Sixteen years ago, then President Bill Clinton signed the Defense of Marriage Act (DOMA), which mandates that, for the purpose of federal law, marriage is defined as being between only a man and a woman. Also important, the law allowed states to completely ignore legal unions between same-sex couples conducted in other states.

To me – a child of the 90s – 1996 doesn’t seem that long ago. But, let’s put it in context: 1996 was, after all, the year that the Macarena swept the nation, and much like that beloved vestige of pop culture past, DOMA now seems as equally outdated.

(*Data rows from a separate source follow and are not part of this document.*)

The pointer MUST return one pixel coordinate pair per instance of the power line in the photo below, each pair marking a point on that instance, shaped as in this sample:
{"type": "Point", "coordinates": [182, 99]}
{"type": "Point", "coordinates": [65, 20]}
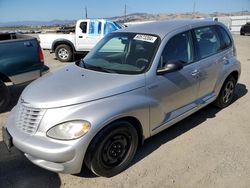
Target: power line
{"type": "Point", "coordinates": [86, 12]}
{"type": "Point", "coordinates": [125, 13]}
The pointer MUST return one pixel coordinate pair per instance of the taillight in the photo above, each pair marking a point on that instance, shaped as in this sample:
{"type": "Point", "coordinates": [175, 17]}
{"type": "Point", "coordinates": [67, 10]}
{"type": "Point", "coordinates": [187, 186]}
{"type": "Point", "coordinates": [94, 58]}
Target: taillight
{"type": "Point", "coordinates": [40, 53]}
{"type": "Point", "coordinates": [234, 51]}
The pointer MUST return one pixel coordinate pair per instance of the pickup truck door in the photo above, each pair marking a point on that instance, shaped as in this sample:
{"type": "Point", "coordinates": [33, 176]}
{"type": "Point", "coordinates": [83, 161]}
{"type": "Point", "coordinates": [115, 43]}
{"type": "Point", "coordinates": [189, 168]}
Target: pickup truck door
{"type": "Point", "coordinates": [87, 38]}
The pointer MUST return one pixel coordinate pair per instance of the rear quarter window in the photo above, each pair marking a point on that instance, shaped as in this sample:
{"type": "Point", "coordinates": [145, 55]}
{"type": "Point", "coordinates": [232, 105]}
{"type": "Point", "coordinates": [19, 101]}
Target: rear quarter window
{"type": "Point", "coordinates": [207, 40]}
{"type": "Point", "coordinates": [225, 39]}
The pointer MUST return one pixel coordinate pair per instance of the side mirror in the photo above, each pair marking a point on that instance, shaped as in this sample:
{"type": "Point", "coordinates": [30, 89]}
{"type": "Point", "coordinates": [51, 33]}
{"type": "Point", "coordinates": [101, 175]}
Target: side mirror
{"type": "Point", "coordinates": [171, 66]}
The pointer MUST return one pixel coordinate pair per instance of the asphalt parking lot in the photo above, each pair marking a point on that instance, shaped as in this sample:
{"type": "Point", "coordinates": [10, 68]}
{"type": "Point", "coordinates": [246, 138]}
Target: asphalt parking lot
{"type": "Point", "coordinates": [208, 149]}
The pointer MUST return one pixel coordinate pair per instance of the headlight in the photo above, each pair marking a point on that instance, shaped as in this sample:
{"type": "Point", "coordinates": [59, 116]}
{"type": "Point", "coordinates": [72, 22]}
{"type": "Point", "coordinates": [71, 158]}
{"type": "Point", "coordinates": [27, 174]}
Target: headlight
{"type": "Point", "coordinates": [69, 130]}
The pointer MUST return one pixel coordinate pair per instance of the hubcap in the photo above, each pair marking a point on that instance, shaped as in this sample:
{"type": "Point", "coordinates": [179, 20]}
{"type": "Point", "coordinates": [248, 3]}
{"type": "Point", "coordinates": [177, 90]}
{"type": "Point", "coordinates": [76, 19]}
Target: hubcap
{"type": "Point", "coordinates": [63, 53]}
{"type": "Point", "coordinates": [115, 149]}
{"type": "Point", "coordinates": [228, 92]}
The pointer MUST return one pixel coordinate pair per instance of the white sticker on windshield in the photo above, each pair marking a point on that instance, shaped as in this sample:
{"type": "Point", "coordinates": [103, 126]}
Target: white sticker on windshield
{"type": "Point", "coordinates": [146, 38]}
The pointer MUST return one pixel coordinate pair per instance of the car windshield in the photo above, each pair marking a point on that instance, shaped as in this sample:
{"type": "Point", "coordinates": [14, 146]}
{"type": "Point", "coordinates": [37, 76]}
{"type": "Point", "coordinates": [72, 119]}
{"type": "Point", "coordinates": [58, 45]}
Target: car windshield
{"type": "Point", "coordinates": [122, 53]}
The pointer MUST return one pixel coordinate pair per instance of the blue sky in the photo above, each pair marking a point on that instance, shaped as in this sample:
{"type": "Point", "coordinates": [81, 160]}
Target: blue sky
{"type": "Point", "coordinates": [45, 10]}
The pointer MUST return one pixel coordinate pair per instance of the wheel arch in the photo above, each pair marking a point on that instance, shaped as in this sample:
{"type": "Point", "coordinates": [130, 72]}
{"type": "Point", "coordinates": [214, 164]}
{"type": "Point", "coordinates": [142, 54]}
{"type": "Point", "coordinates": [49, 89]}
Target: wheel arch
{"type": "Point", "coordinates": [132, 120]}
{"type": "Point", "coordinates": [4, 78]}
{"type": "Point", "coordinates": [63, 41]}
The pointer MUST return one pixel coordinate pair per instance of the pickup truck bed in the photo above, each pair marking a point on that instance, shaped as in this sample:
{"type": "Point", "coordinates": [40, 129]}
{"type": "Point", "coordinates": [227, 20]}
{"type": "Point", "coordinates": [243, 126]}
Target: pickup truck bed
{"type": "Point", "coordinates": [21, 60]}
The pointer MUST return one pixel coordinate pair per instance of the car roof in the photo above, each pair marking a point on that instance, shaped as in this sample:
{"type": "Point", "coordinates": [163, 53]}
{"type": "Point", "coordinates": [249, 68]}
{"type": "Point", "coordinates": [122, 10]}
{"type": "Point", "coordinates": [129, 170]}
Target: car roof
{"type": "Point", "coordinates": [162, 28]}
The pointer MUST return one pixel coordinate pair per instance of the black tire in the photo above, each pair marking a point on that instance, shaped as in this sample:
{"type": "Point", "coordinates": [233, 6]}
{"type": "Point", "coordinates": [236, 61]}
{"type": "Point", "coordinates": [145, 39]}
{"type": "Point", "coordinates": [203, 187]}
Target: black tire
{"type": "Point", "coordinates": [4, 96]}
{"type": "Point", "coordinates": [64, 53]}
{"type": "Point", "coordinates": [226, 94]}
{"type": "Point", "coordinates": [112, 149]}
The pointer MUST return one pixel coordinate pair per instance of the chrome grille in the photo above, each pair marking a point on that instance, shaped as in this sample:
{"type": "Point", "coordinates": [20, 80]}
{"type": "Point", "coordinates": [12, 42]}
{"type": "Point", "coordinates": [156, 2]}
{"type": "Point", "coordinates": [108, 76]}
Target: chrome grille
{"type": "Point", "coordinates": [29, 119]}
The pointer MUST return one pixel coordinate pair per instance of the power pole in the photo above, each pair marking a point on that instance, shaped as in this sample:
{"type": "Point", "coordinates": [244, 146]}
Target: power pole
{"type": "Point", "coordinates": [86, 12]}
{"type": "Point", "coordinates": [125, 13]}
{"type": "Point", "coordinates": [194, 9]}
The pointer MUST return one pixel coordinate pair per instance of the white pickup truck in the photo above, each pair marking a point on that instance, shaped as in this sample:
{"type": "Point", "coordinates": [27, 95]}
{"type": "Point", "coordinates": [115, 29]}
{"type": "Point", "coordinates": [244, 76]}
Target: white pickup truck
{"type": "Point", "coordinates": [87, 33]}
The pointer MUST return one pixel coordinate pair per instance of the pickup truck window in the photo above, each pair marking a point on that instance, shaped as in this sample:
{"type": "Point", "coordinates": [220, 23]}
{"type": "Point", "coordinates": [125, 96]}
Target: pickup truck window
{"type": "Point", "coordinates": [83, 26]}
{"type": "Point", "coordinates": [122, 53]}
{"type": "Point", "coordinates": [95, 28]}
{"type": "Point", "coordinates": [109, 27]}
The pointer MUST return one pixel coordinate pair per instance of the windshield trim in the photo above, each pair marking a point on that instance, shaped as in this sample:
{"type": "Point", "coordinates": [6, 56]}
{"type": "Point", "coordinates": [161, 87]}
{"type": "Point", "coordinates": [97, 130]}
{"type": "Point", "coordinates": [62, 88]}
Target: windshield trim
{"type": "Point", "coordinates": [117, 33]}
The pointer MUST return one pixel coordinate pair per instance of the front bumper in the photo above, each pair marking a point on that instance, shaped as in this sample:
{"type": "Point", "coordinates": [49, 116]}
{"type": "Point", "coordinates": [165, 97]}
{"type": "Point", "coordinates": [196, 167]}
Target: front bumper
{"type": "Point", "coordinates": [55, 155]}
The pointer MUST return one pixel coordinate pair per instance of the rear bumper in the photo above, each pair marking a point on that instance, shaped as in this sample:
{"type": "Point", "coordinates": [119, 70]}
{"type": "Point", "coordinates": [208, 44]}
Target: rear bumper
{"type": "Point", "coordinates": [44, 70]}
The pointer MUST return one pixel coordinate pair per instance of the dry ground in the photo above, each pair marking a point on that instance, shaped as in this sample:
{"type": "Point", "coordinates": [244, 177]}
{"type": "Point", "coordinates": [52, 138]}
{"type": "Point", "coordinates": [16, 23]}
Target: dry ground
{"type": "Point", "coordinates": [208, 149]}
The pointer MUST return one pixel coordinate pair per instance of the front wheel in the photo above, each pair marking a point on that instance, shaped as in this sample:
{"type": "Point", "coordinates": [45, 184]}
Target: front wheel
{"type": "Point", "coordinates": [4, 96]}
{"type": "Point", "coordinates": [226, 94]}
{"type": "Point", "coordinates": [112, 149]}
{"type": "Point", "coordinates": [64, 53]}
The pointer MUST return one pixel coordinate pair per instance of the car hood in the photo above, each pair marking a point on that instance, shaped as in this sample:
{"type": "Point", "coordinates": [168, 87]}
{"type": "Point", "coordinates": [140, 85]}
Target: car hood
{"type": "Point", "coordinates": [72, 85]}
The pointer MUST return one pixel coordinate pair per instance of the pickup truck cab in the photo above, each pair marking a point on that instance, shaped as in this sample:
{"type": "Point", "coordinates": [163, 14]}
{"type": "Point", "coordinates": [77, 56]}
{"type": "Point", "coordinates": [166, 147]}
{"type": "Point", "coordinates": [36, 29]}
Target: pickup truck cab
{"type": "Point", "coordinates": [21, 60]}
{"type": "Point", "coordinates": [87, 33]}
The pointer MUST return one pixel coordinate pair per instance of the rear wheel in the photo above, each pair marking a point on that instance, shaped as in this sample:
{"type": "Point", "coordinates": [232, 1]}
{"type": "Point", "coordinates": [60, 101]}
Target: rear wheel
{"type": "Point", "coordinates": [226, 94]}
{"type": "Point", "coordinates": [112, 149]}
{"type": "Point", "coordinates": [4, 96]}
{"type": "Point", "coordinates": [64, 53]}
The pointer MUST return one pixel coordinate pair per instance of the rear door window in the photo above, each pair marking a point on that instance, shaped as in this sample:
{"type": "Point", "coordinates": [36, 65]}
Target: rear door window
{"type": "Point", "coordinates": [83, 26]}
{"type": "Point", "coordinates": [178, 48]}
{"type": "Point", "coordinates": [207, 40]}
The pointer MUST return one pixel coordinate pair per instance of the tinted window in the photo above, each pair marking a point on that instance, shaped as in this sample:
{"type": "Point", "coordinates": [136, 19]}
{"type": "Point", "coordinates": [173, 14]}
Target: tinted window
{"type": "Point", "coordinates": [109, 27]}
{"type": "Point", "coordinates": [225, 39]}
{"type": "Point", "coordinates": [91, 27]}
{"type": "Point", "coordinates": [114, 45]}
{"type": "Point", "coordinates": [207, 40]}
{"type": "Point", "coordinates": [99, 27]}
{"type": "Point", "coordinates": [178, 48]}
{"type": "Point", "coordinates": [83, 26]}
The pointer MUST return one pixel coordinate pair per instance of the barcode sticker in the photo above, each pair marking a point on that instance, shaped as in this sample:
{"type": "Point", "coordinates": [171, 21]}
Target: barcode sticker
{"type": "Point", "coordinates": [146, 38]}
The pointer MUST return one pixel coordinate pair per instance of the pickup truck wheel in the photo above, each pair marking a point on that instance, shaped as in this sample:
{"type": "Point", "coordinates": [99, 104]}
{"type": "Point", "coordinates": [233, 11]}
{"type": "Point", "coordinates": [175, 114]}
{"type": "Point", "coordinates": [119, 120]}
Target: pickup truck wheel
{"type": "Point", "coordinates": [4, 96]}
{"type": "Point", "coordinates": [226, 94]}
{"type": "Point", "coordinates": [64, 53]}
{"type": "Point", "coordinates": [112, 149]}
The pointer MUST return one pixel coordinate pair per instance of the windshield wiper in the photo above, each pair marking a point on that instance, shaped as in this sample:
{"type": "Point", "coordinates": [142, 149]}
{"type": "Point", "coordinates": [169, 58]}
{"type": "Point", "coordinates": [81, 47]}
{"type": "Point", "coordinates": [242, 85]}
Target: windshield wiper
{"type": "Point", "coordinates": [103, 69]}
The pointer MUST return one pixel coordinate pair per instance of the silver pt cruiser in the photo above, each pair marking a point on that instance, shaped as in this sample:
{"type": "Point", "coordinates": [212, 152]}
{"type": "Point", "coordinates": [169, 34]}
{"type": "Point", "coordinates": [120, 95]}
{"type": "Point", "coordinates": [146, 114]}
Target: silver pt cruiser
{"type": "Point", "coordinates": [135, 83]}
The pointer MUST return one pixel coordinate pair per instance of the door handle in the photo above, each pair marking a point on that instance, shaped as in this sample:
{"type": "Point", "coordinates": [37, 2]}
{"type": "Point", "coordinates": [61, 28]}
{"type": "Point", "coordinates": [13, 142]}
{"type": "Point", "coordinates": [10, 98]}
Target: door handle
{"type": "Point", "coordinates": [28, 44]}
{"type": "Point", "coordinates": [225, 60]}
{"type": "Point", "coordinates": [196, 74]}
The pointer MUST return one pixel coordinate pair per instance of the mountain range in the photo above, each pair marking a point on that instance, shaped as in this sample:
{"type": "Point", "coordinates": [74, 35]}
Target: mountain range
{"type": "Point", "coordinates": [128, 18]}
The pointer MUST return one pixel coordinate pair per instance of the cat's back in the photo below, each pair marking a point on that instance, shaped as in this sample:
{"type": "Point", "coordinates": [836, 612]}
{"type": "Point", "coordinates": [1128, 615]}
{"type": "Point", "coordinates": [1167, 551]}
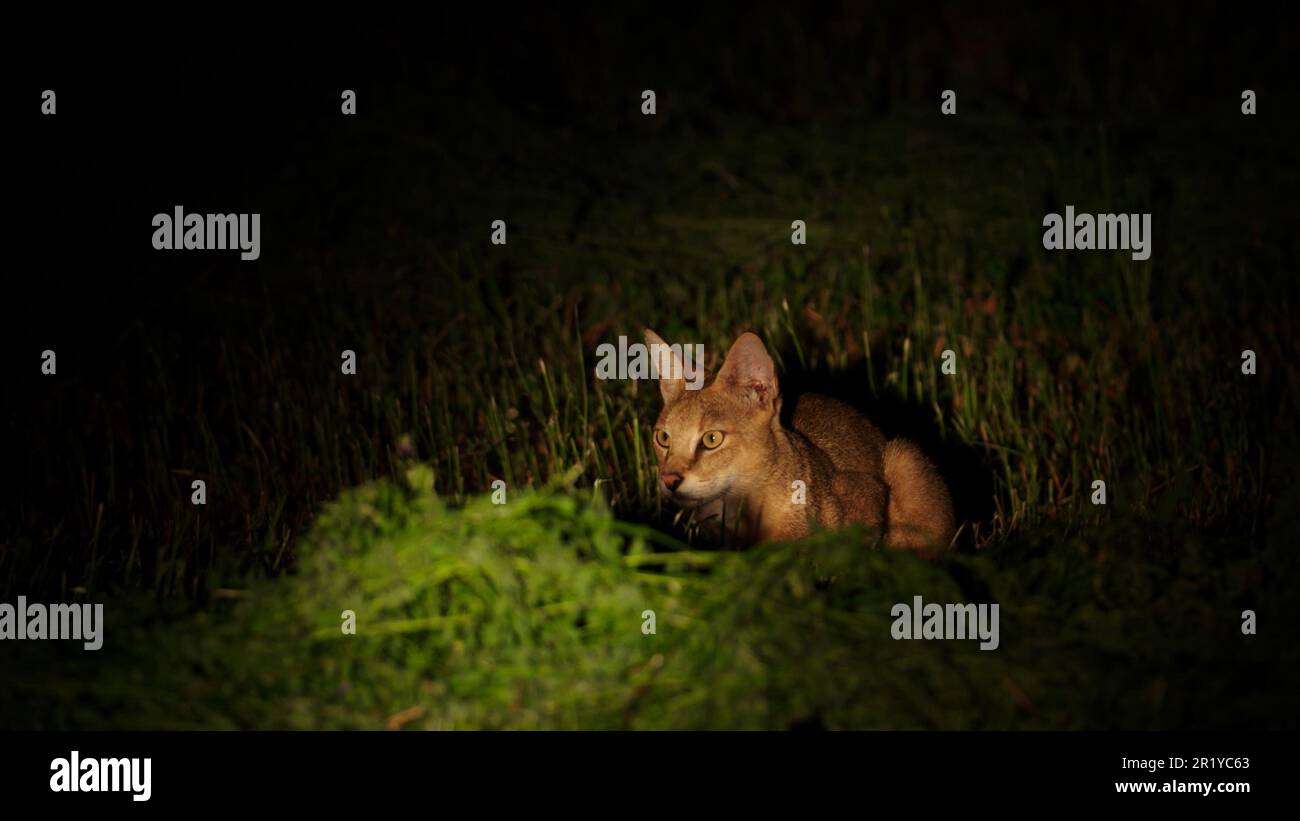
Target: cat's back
{"type": "Point", "coordinates": [849, 439]}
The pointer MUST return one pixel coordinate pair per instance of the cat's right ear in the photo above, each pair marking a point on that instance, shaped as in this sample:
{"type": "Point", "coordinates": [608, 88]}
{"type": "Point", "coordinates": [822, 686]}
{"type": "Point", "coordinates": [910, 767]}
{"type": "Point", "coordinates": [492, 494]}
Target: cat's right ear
{"type": "Point", "coordinates": [666, 366]}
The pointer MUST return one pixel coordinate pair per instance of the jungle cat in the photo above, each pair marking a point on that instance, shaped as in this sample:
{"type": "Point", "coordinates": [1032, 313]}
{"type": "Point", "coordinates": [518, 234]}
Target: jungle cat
{"type": "Point", "coordinates": [724, 454]}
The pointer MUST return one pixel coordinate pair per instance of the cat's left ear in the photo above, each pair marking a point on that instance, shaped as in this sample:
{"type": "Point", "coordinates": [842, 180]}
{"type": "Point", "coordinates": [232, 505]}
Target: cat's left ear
{"type": "Point", "coordinates": [749, 372]}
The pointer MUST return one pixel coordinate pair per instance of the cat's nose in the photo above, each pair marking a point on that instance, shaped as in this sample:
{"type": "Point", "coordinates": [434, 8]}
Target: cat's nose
{"type": "Point", "coordinates": [671, 479]}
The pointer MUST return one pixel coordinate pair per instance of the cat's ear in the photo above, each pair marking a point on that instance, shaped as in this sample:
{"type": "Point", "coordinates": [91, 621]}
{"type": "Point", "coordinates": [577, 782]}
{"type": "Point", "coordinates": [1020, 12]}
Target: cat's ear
{"type": "Point", "coordinates": [749, 372]}
{"type": "Point", "coordinates": [667, 366]}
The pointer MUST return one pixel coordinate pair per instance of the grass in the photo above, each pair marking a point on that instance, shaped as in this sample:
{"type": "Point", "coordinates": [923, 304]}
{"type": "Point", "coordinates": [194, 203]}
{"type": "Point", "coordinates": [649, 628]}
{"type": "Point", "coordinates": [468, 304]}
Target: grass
{"type": "Point", "coordinates": [476, 364]}
{"type": "Point", "coordinates": [529, 615]}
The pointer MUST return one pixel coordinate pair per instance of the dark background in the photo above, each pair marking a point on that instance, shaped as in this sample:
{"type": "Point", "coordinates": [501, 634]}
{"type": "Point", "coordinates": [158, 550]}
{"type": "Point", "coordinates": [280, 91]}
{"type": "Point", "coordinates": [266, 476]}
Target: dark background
{"type": "Point", "coordinates": [180, 364]}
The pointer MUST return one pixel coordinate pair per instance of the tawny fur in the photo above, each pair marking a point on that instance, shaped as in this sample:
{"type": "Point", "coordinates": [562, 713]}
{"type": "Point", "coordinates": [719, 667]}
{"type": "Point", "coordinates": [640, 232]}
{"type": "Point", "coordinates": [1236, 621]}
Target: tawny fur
{"type": "Point", "coordinates": [850, 473]}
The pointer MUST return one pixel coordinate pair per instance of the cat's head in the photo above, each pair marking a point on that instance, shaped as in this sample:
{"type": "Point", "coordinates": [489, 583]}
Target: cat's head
{"type": "Point", "coordinates": [716, 441]}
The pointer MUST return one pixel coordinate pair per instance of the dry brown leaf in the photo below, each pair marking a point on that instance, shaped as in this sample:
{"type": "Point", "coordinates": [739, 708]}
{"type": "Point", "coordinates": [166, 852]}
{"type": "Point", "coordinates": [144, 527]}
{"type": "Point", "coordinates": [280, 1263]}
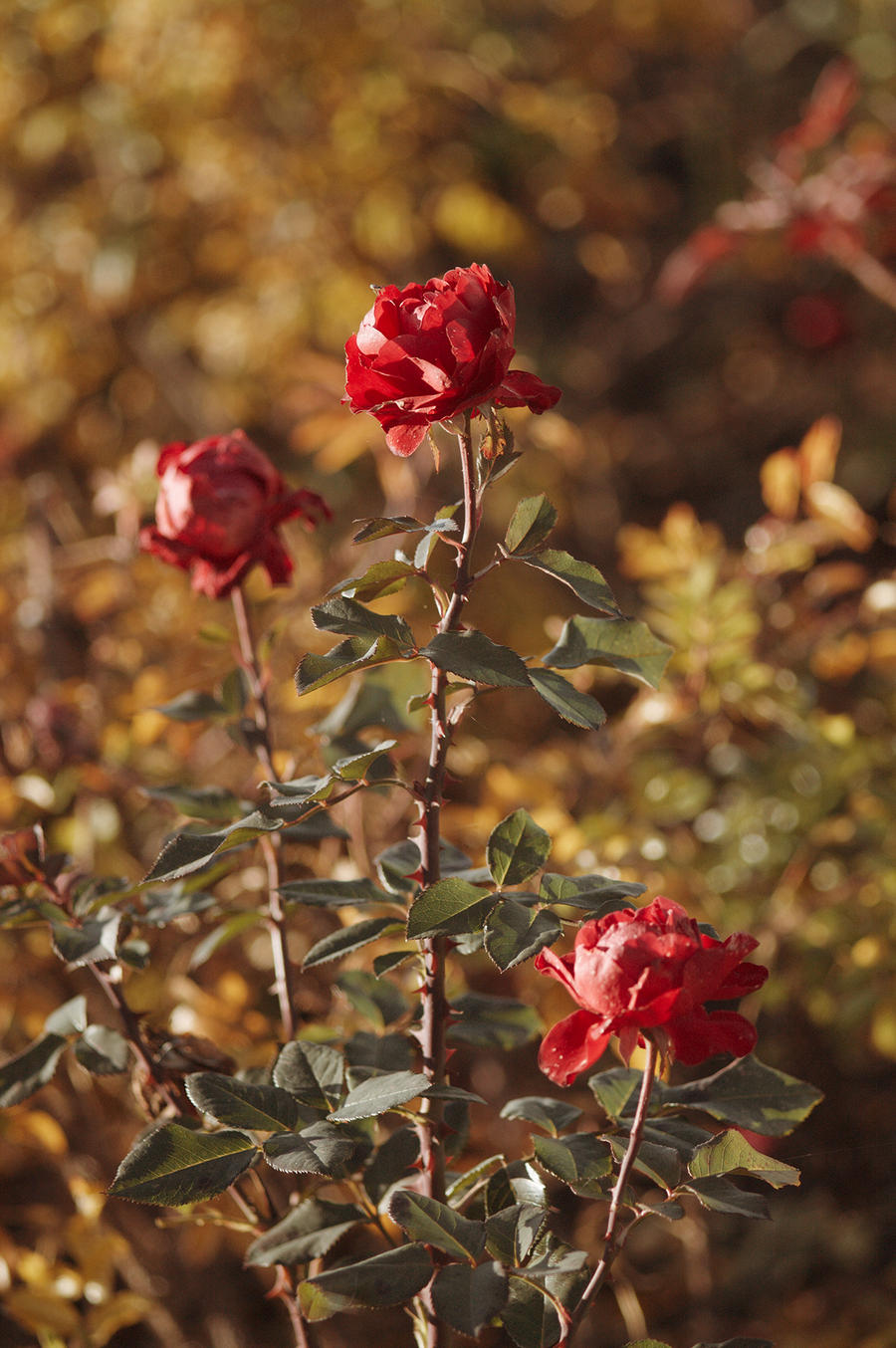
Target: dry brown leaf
{"type": "Point", "coordinates": [781, 482]}
{"type": "Point", "coordinates": [842, 513]}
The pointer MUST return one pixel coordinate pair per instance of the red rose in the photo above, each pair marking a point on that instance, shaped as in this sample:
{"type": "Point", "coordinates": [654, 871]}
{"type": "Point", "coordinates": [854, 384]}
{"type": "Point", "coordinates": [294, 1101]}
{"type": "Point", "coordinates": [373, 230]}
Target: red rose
{"type": "Point", "coordinates": [426, 352]}
{"type": "Point", "coordinates": [217, 513]}
{"type": "Point", "coordinates": [648, 970]}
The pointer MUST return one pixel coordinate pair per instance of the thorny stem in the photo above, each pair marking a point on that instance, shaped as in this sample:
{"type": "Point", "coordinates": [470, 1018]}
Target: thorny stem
{"type": "Point", "coordinates": [270, 844]}
{"type": "Point", "coordinates": [434, 1004]}
{"type": "Point", "coordinates": [610, 1245]}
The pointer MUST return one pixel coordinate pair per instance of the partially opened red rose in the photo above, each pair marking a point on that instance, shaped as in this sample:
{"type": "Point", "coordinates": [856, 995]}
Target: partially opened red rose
{"type": "Point", "coordinates": [427, 352]}
{"type": "Point", "coordinates": [648, 970]}
{"type": "Point", "coordinates": [217, 513]}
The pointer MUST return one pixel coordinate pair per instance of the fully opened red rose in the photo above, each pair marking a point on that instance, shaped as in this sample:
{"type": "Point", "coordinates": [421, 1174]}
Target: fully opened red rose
{"type": "Point", "coordinates": [217, 513]}
{"type": "Point", "coordinates": [650, 970]}
{"type": "Point", "coordinates": [427, 352]}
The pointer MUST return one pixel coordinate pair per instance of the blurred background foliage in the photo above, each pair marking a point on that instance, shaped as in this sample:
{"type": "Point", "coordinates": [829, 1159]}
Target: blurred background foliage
{"type": "Point", "coordinates": [197, 197]}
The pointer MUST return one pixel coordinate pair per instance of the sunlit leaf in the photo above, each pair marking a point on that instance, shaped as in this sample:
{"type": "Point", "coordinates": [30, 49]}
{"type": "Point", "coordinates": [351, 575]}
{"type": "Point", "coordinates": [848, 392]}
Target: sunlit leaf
{"type": "Point", "coordinates": [720, 1195]}
{"type": "Point", "coordinates": [103, 1050]}
{"type": "Point", "coordinates": [448, 907]}
{"type": "Point", "coordinates": [381, 578]}
{"type": "Point", "coordinates": [624, 643]}
{"type": "Point", "coordinates": [380, 1001]}
{"type": "Point", "coordinates": [241, 1104]}
{"type": "Point", "coordinates": [469, 1298]}
{"type": "Point", "coordinates": [437, 1225]}
{"type": "Point", "coordinates": [580, 577]}
{"type": "Point", "coordinates": [531, 522]}
{"type": "Point", "coordinates": [338, 944]}
{"type": "Point", "coordinates": [729, 1153]}
{"type": "Point", "coordinates": [597, 894]}
{"type": "Point", "coordinates": [333, 894]}
{"type": "Point", "coordinates": [582, 1161]}
{"type": "Point", "coordinates": [380, 1093]}
{"type": "Point", "coordinates": [347, 617]}
{"type": "Point", "coordinates": [514, 933]}
{"type": "Point", "coordinates": [357, 653]}
{"type": "Point", "coordinates": [552, 1115]}
{"type": "Point", "coordinates": [323, 1149]}
{"type": "Point", "coordinates": [566, 700]}
{"type": "Point", "coordinates": [491, 1022]}
{"type": "Point", "coordinates": [193, 707]}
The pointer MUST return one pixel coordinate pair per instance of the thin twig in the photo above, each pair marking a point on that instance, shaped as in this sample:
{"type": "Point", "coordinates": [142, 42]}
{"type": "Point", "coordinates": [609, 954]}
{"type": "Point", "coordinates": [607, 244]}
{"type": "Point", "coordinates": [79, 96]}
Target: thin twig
{"type": "Point", "coordinates": [141, 1050]}
{"type": "Point", "coordinates": [434, 1002]}
{"type": "Point", "coordinates": [610, 1245]}
{"type": "Point", "coordinates": [270, 844]}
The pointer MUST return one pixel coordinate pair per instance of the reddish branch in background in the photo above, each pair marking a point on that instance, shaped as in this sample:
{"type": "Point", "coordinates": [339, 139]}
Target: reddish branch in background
{"type": "Point", "coordinates": [819, 196]}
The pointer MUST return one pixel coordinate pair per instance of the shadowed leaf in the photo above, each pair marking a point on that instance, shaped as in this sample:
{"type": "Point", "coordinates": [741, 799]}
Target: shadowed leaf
{"type": "Point", "coordinates": [469, 1298]}
{"type": "Point", "coordinates": [308, 1233]}
{"type": "Point", "coordinates": [31, 1069]}
{"type": "Point", "coordinates": [552, 1115]}
{"type": "Point", "coordinates": [387, 1279]}
{"type": "Point", "coordinates": [517, 848]}
{"type": "Point", "coordinates": [750, 1095]}
{"type": "Point", "coordinates": [310, 1072]}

Today, the Court of Appeals for the First Circuit – sitting in the center of the gay marriage universe, Boston – brought us back into the 21st Century and ruled that one of DOMA’s key provisions violated the U.S. Constitution. The opinion, written by the brilliant Michael Boudin – a George H.W. Bush nominee, to boot – was unanimous in its holding that the section of DOMA that defines marriage for federal purposes as being only between a man and a woman violates the federal constitution’s guarantee of equal protection. The opinion did not, however, opine on that other (and equally offensive) part of DOMA: the provision that allows states to ignore legally sanctioned unions between committed and loving same-sex couples if they so choose.

Today’s ruling reinforces an important legal fact: from a constitutional standpoint, moral disapproval cannot justify a law’s existence. Proponents of DOMA attempt to circumvent this fact, arguing that Congress only wanted to ensure a traditional and uniform definition of marriage. But, all of us who believe in the importance of equality and care about gay friends should see through these absurd “smoke and mirrors” arguments. The people who continue to defend DOMA do so based upon an animus towards, or general disapproval of, gay Americans. I think it’s time that we start recognizing their flimsy arguments for what they truly are: out-of-date, discriminatory, and, angry.

Today’s ruling will no doubt become yet another landmark decision in the growing library of pro-LGBT judicial decisions issued in the post-Lawrence years. And given the Obama administration’s refusal to defend the law’s constitutionality, as well as the growing support nationwide for marriage equality, this ruling comes as little surprise to those of us who follow these issues closely. Let’s take a moment and recognize the historic impact that today’s decision has.

Buckle your seatbelts, folks, because the fun is just beginning. Above all else, today’s decision means we have yet another case with a one-way ticket to the Supreme Court.